One can therefore assume that the countries emphatically insisted on their responsibility for hospital planning at the meeting.

It has become clear that this "remains with the federal states for good reasons," said Laumann, citing his own federal state as an example.

The hospital structure in the Rhineland is different from that in the Westphalian part of the country, and the same applies to western and eastern German states.

One cannot "put a federal template over the hospitals," said the CDU politician.

Federal Minister of Health Lauterbach particularly emphasized the points on which there was agreement and spoke of a "great meeting".

Consensus prevails in the problem analysis.

60 percent of hospitals have significant financial problems, he said.

"Without a major reform, many hospitals would go bankrupt." There are also major quality problems.

In many places, care cannot be provided in the required quality.

Case flat rates should play a lesser role

But even if there is agreement on the problem analysis and all sides emphasize that a good working structure has been found: In the coming months, the federal and state governments are likely to face many difficult debates about the details of the planned reform, which, according to Lauterbach, will be nothing less than a "revolution “ represents in the clinical system.

The aim of the reform is that in future patients will be treated more according to medical than economic criteria.

According to the government commission's proposals, the case-based flat rates that hospitals have received per patient and diagnosis in the past should play a lesser role in the future because it is widely believed that they lead to false incentives.

On the one hand there are too many unnecessary surgeries, but on the other hand pediatric wards have to close,

because they don't make economic sense.

The clinics should receive fixed amounts for the provision of staff, medical equipment or an emergency room.

In addition, the hospitals are to be divided into three categories – basic providers for basic care, standard and priority providers for more complicated interventions, and maximum providers such as university hospitals – and divided into different performance groups and rewarded accordingly.

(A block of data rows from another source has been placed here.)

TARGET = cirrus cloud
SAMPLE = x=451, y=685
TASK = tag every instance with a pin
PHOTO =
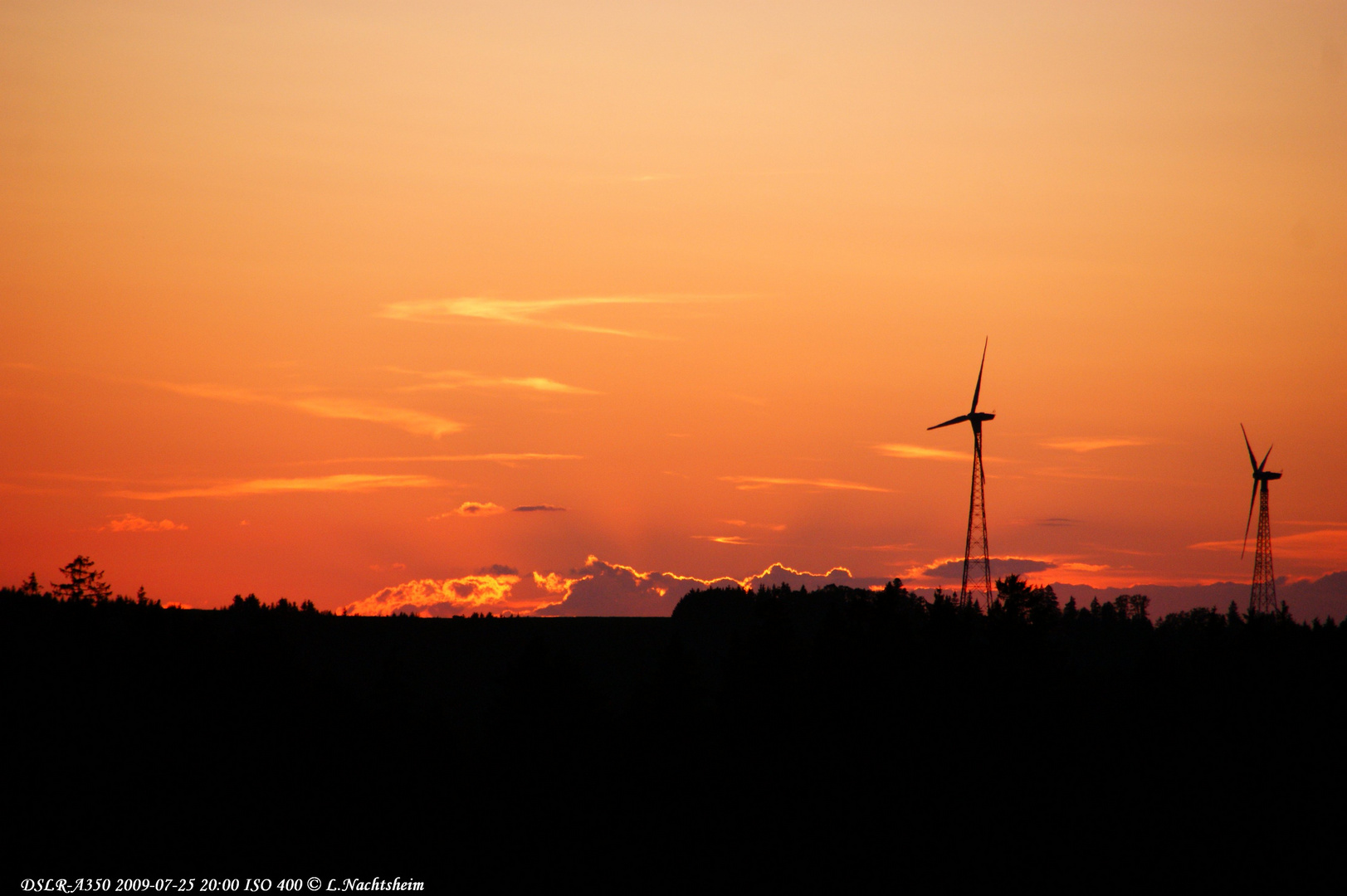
x=748, y=483
x=519, y=311
x=339, y=483
x=132, y=523
x=489, y=592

Because not every hospital will offer everything in the future, the quality of care should also increase.

According to the Federal Ministry of Health, strokes are too often treated in clinics without a stroke unit and oncological diseases in houses without a certified cancer center.

Lower Saxony Minister Behrens from the SPD described the government commission's proposals as a "working basis", but they would not be translated one-to-one into a government draft.

The reform is a mammoth task, said Behrens.

However, it is indispensable because there are already gaps in care in rural areas and because many doctors and nurses will retire in the coming years.